Sabtu , 7 Desember 2019
Home / Berita utama / Indeks Pembangunan Pemajuan Kebudayaan, Bengkulu Peringkat ke-4

Indeks Pembangunan Pemajuan Kebudayaan, Bengkulu Peringkat ke-4

BENGKULU– Selain konsen dengan pembangunan serta pembenahan insfrastruktur, Pemerintahan Gubernur Rohidin Mersyah juga menaruh perhatian dalam memajukan kebudayaan daerah. Dibuktikan, Bengkulu menempati peringkat ke 4 nasional Indeks Pembangunan Pemajuan Kebudayaan (IPK), dalam peluncuran IPK, di Istora Senayan, Jakarta (10/10).

“Alhamdulilah Indek Pembangunan Pemajuan Kebudayaan Bengkulu menempati posisi ke 4 dengan angka 59,95 dan mengungguli angka rata-rata nasional yang hanya 53,74. Serta selisih tipis dengan Jawa Tengah yang menempati peringkat ke 3 dengan angka 60,05,” kata Rohidin.

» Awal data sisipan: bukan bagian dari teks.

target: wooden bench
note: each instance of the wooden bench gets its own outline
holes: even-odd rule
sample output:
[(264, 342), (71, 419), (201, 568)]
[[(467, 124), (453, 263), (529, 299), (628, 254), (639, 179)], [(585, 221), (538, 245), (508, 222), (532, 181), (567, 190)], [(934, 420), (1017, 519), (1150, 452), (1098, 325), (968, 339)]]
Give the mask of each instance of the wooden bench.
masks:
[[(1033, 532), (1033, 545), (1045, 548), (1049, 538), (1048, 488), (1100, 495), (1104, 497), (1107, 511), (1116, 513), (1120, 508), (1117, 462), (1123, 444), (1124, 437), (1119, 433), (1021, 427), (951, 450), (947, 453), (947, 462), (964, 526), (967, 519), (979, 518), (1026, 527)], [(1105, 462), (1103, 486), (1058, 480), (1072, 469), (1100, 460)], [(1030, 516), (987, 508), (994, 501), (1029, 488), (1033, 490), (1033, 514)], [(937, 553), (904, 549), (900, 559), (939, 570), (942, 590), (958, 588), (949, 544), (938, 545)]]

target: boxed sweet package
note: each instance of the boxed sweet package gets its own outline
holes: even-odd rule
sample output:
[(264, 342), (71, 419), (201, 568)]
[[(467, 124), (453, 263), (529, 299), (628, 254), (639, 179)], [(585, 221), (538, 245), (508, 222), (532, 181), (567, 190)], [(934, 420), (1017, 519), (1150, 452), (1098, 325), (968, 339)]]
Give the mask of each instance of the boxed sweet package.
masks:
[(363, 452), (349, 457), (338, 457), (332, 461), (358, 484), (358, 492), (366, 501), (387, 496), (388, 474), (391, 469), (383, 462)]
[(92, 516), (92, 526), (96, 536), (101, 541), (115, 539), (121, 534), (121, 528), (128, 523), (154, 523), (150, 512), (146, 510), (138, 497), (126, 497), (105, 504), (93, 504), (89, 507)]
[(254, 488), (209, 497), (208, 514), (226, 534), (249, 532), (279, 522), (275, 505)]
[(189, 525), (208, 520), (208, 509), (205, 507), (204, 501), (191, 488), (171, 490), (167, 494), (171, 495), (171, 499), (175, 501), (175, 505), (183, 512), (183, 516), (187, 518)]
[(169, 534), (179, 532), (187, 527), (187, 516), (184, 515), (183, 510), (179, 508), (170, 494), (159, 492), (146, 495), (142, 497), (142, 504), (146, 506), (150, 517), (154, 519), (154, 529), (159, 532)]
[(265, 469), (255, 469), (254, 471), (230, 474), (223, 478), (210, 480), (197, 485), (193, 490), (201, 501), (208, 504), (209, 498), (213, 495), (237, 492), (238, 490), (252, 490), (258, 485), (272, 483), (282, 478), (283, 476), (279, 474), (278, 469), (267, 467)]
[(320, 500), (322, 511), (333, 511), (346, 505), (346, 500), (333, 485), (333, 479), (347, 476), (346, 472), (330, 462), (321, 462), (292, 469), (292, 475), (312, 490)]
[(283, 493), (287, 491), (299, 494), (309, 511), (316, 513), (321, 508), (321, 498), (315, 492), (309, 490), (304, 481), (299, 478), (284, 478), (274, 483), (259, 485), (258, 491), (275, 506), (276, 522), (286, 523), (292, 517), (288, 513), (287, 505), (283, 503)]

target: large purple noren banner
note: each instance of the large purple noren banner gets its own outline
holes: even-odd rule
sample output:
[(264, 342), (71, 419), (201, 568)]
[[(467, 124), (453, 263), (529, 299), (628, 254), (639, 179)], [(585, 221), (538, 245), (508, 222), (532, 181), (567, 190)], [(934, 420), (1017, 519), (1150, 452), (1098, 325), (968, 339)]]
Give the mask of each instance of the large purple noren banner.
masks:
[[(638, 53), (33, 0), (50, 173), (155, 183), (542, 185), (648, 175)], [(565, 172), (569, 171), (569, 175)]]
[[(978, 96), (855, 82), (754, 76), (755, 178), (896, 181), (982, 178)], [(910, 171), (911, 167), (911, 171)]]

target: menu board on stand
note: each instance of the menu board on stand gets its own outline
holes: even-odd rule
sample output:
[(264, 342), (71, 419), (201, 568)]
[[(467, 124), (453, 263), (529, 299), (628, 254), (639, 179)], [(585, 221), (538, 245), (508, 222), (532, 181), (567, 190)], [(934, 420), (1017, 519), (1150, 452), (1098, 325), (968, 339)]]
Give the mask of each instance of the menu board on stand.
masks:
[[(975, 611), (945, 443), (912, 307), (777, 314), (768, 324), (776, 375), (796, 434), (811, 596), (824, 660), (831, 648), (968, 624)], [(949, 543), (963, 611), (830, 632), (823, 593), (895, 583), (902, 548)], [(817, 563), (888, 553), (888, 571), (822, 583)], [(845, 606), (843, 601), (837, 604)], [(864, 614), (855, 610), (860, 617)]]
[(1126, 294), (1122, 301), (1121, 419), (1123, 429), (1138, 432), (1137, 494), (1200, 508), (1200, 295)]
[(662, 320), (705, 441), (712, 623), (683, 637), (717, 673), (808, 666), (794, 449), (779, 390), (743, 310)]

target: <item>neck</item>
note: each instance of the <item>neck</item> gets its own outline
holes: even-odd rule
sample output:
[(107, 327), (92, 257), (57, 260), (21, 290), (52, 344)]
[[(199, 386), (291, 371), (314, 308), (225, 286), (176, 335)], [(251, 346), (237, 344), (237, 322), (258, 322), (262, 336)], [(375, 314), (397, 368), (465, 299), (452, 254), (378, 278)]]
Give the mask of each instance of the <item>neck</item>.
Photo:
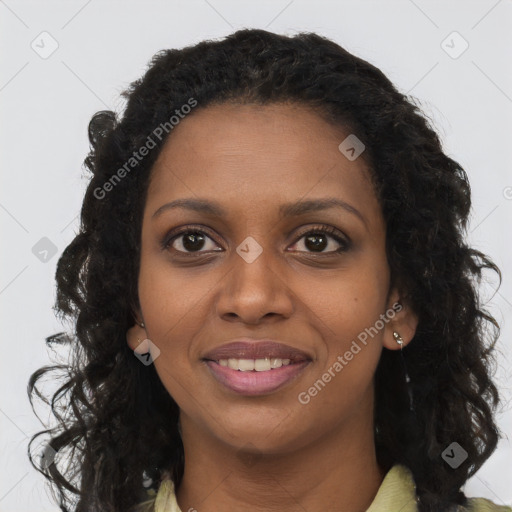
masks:
[[(281, 454), (234, 449), (205, 438), (182, 417), (185, 471), (176, 497), (182, 511), (364, 512), (384, 478), (373, 425), (358, 418)], [(247, 445), (246, 447), (247, 448)]]

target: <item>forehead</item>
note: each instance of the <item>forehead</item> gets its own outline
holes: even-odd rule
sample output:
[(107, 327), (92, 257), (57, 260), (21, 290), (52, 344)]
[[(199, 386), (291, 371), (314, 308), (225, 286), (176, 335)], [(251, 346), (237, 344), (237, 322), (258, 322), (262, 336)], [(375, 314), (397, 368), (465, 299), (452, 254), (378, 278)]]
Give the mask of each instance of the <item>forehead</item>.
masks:
[[(369, 215), (380, 208), (363, 158), (338, 148), (350, 135), (296, 104), (222, 104), (198, 109), (169, 135), (151, 171), (147, 205), (211, 197), (233, 208), (271, 208), (339, 197)], [(156, 208), (155, 208), (156, 207)], [(375, 211), (371, 211), (371, 210)]]

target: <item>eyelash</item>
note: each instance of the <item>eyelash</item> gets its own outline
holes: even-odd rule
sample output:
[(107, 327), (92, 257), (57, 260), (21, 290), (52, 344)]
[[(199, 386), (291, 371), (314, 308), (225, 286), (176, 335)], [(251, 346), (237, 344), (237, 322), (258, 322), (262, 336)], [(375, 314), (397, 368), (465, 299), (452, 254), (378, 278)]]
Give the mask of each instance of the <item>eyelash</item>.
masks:
[[(180, 231), (178, 231), (176, 233), (171, 232), (171, 233), (168, 233), (167, 235), (165, 235), (161, 242), (162, 250), (169, 250), (169, 248), (172, 245), (172, 243), (174, 242), (174, 240), (176, 240), (177, 238), (179, 238), (182, 235), (190, 234), (190, 233), (198, 233), (201, 235), (206, 235), (208, 238), (210, 238), (211, 240), (213, 240), (215, 242), (215, 239), (212, 236), (210, 236), (209, 233), (207, 231), (205, 231), (204, 229), (199, 229), (199, 228), (195, 227), (194, 225), (189, 225), (189, 226), (184, 226), (183, 228), (180, 229)], [(334, 251), (328, 251), (328, 252), (324, 252), (324, 253), (306, 252), (307, 254), (314, 254), (315, 256), (320, 256), (320, 257), (332, 256), (333, 254), (340, 254), (340, 253), (346, 252), (350, 248), (350, 245), (351, 245), (351, 242), (348, 239), (348, 237), (342, 237), (339, 235), (339, 230), (337, 230), (336, 228), (333, 228), (332, 226), (327, 226), (327, 225), (323, 225), (323, 224), (314, 226), (313, 228), (310, 228), (308, 231), (301, 233), (298, 236), (298, 238), (296, 239), (296, 241), (294, 242), (294, 244), (297, 243), (302, 238), (304, 238), (306, 235), (311, 235), (311, 234), (329, 235), (336, 242), (338, 242), (341, 247)], [(215, 243), (217, 243), (217, 242), (215, 242)], [(189, 257), (189, 256), (197, 257), (198, 255), (201, 255), (204, 252), (208, 252), (208, 251), (184, 252), (184, 251), (178, 251), (176, 249), (174, 249), (174, 251), (177, 252), (180, 256), (185, 256), (185, 257)], [(220, 251), (215, 251), (215, 252), (220, 252)], [(299, 251), (299, 252), (305, 252), (305, 251)]]

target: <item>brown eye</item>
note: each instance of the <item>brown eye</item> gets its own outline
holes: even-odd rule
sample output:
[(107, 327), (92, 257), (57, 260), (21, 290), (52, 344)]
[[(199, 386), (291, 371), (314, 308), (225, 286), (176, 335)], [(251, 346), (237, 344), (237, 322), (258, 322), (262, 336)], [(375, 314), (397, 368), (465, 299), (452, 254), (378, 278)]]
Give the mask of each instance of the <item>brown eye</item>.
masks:
[(200, 252), (203, 249), (207, 251), (216, 250), (215, 242), (208, 244), (208, 241), (213, 240), (204, 232), (198, 229), (188, 229), (174, 234), (171, 238), (167, 239), (164, 247), (168, 249), (171, 247), (173, 250), (181, 253), (194, 253)]
[(303, 245), (305, 250), (299, 250), (299, 252), (311, 252), (312, 254), (340, 253), (346, 251), (350, 246), (350, 242), (345, 237), (340, 236), (338, 230), (330, 226), (324, 226), (303, 233), (296, 242), (296, 245), (302, 239), (304, 239)]

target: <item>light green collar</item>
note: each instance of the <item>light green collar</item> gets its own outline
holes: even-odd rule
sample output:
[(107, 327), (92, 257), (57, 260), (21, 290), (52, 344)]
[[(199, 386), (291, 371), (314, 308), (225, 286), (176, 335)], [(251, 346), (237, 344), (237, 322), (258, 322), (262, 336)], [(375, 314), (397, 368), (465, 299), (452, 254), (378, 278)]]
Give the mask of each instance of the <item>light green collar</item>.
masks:
[(379, 490), (366, 512), (417, 512), (416, 486), (411, 471), (395, 464), (384, 477)]

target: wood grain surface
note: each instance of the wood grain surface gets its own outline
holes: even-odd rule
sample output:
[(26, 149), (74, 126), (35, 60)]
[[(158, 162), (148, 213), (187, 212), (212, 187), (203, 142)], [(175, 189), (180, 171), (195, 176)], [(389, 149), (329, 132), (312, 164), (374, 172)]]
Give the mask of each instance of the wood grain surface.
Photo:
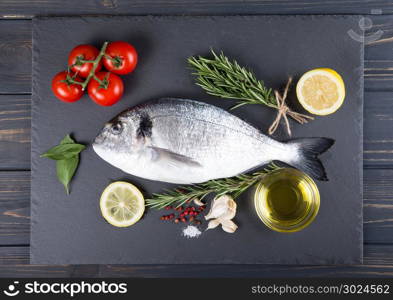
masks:
[(0, 170), (30, 169), (30, 95), (0, 95)]
[(31, 92), (30, 20), (0, 23), (0, 82), (0, 94)]
[[(31, 17), (239, 13), (368, 14), (373, 26), (365, 32), (371, 41), (364, 62), (364, 265), (29, 265)], [(0, 1), (0, 277), (392, 277), (392, 13), (393, 2), (386, 0)], [(375, 34), (381, 36), (373, 40)]]
[(72, 14), (383, 14), (388, 0), (2, 0), (3, 18)]

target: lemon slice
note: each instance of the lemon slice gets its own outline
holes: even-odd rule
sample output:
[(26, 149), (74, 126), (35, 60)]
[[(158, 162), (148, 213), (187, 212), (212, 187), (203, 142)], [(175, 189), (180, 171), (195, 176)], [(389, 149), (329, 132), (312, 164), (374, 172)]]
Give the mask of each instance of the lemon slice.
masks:
[(343, 104), (345, 85), (336, 71), (314, 69), (299, 79), (296, 95), (304, 109), (312, 114), (325, 116), (334, 113)]
[(137, 187), (124, 181), (113, 182), (102, 192), (102, 216), (116, 227), (127, 227), (139, 221), (145, 211), (145, 199)]

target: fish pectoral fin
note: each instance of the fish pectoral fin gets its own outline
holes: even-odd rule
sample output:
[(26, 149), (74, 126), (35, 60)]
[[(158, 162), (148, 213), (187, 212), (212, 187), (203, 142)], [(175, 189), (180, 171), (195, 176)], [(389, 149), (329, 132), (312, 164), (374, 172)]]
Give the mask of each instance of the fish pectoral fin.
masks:
[(168, 167), (182, 168), (182, 167), (202, 167), (202, 165), (192, 158), (172, 152), (168, 149), (149, 147), (153, 151), (153, 159), (160, 163), (168, 164)]

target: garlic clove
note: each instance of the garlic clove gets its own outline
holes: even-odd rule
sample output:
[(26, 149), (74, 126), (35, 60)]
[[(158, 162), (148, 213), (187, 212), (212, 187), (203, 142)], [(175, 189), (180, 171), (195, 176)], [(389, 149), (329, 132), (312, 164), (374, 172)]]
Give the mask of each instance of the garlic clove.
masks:
[(206, 220), (216, 219), (225, 216), (225, 219), (232, 219), (236, 214), (236, 202), (229, 195), (214, 198), (209, 213), (205, 216)]
[(216, 200), (213, 200), (210, 211), (205, 216), (205, 219), (206, 220), (216, 219), (222, 216), (223, 214), (226, 214), (226, 212), (227, 212), (227, 206), (225, 203), (220, 203), (220, 202), (216, 202)]
[(216, 228), (218, 225), (220, 225), (219, 219), (211, 220), (211, 221), (209, 222), (209, 224), (207, 225), (206, 230)]
[(222, 215), (225, 215), (226, 213), (227, 213), (226, 207), (224, 207), (224, 206), (222, 206), (222, 207), (216, 207), (215, 209), (212, 209), (212, 210), (205, 216), (205, 219), (206, 219), (206, 220), (217, 219), (217, 218), (221, 217)]
[(228, 233), (234, 233), (237, 225), (232, 220), (220, 220), (222, 229)]
[(203, 203), (201, 200), (199, 200), (198, 198), (194, 198), (194, 203), (198, 206), (203, 206), (205, 205), (205, 203)]
[(236, 215), (236, 207), (236, 202), (232, 199), (232, 197), (230, 197), (230, 199), (227, 200), (227, 212), (220, 218), (225, 220), (233, 219)]

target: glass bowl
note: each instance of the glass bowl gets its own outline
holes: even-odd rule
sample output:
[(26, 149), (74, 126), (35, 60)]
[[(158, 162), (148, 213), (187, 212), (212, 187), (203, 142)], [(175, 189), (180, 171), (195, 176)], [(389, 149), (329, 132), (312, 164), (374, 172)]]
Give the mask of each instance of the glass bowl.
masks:
[(318, 187), (307, 174), (281, 168), (265, 176), (256, 186), (255, 210), (261, 221), (278, 232), (306, 228), (318, 214)]

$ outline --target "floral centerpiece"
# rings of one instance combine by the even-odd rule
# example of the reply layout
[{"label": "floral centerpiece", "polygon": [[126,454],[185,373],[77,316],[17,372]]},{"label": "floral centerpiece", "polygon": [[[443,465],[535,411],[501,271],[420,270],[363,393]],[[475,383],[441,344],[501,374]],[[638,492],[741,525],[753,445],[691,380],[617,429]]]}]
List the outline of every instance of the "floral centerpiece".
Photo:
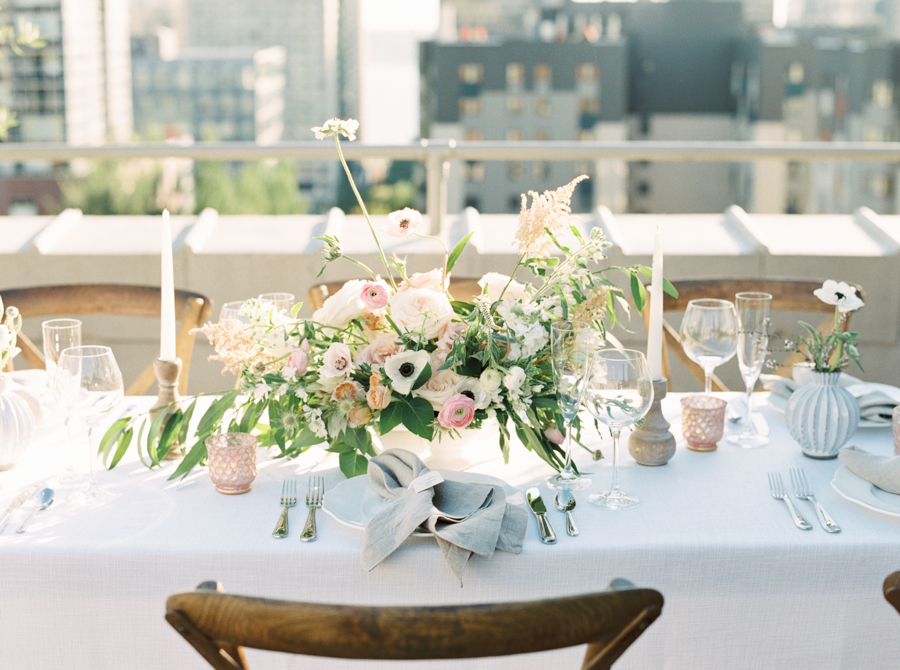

Dengan capaian ini, Rohidin mengajak masyarakat Bengkulu bersama-sama menjaga kearifan lokal, salah satunya melalui berbagai event yang rutin diselenggarakan pemerintah daerah. Bagi Rohidin, kebudayaan adalah adalah salah satu roh kelangsungan hidup bangsa. Sedangkan kearifan lokal adalah identitas sebagai bangsa. Rohidin sendiri berharap, IPK Bengkulu naik peringkat pada kesempatan berikutnya.

“Bengkulu Berbudaya harus kita jaga bersama. Bukan anti terhadap modernitas, mari bersama wujudkan Bengkulu yang modern tapi tetap mencintai dan melestarikan budaya yang kita miliki,” imbuh Rohidin.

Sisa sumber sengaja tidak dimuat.